Patricia Goldstone



Books

Interlock

Art, Conspiracy, and the Shadow Worlds of Mark Lombardi

In the fateful month of March 2000, shortly after opening a hugely successful show in New York that unveiled the more nefarious financial connections of Presidential candidate George W. Bush, the hugely ambitious Conceptual artist Mark Lombardi was found hanged in his studio, an apparent suicide. With museums lining up to buy his work, and the fame he had sought relentlessly at last within his reach, speculation about whether his death was suicide or murder has titillated the art world ever since. Lombardi was an enigma who was at once a compulsive truth–teller and a cunning player of the art game, a political operative and a stubborn independent, a serious artist and a Merry Prankster, a metaphysicist if not a scientist.

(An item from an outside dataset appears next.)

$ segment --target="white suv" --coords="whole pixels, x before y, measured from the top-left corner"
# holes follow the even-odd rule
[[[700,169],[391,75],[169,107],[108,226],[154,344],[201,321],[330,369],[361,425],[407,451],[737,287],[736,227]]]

Lombardi's spidery, elusive diagrams describing the evolution of the shadow–banking industry from a decades–old alliances between intelligence agencies, banking, government and organized crime, may have made him unique in art history as the only artist whose primary subject, the CIA, has turned around and studied him and his art work. Exhaustively researched, this is the first comprehensive biography of this immensely contradictory and brilliantly original artist whose pervasive influence in not only the art world, but also in the world of computer science and cyber–security is only now coming to light.

Aaronsohn’s Maps

The Man Who Might Have Created Peace in the Modern Middle East

Aaron Aaronsohn was one of the most extraordinary figures in the early struggle to create a homeland for the Jewish people. Brought to Palestine at age five, as a young man Aaronsohn was a rugged adventurer who became convinced during years of solo explorations that water should govern the region's fate. He compiled both the area's first detailed water maps and a plan for Palestine's national borders that predicted and—in its insistence on partnership between Arabs and Jews—might have prevented the decades of conflict to come.



In World War I, he ran a spy network with his sister, Sarah, that enabled the British to capture Jerusalem but also made him the rival of his colleague T.E. Lawrence. There is evidence that beautiful, rebellious Sarah, who died tragically in 1917, was the only woman the enigmatic Lawrence ever loved.

Ultimately, Aaron Aaronsohn also paid for his devotion to the new nation with his life. A history that speaks directly to the present, Aaronsohn's Maps reveals for the first time Aaronsohn's key role in establishing Israel and the enduring importance of Aaronsohn's maps in Middle Eastern politics today.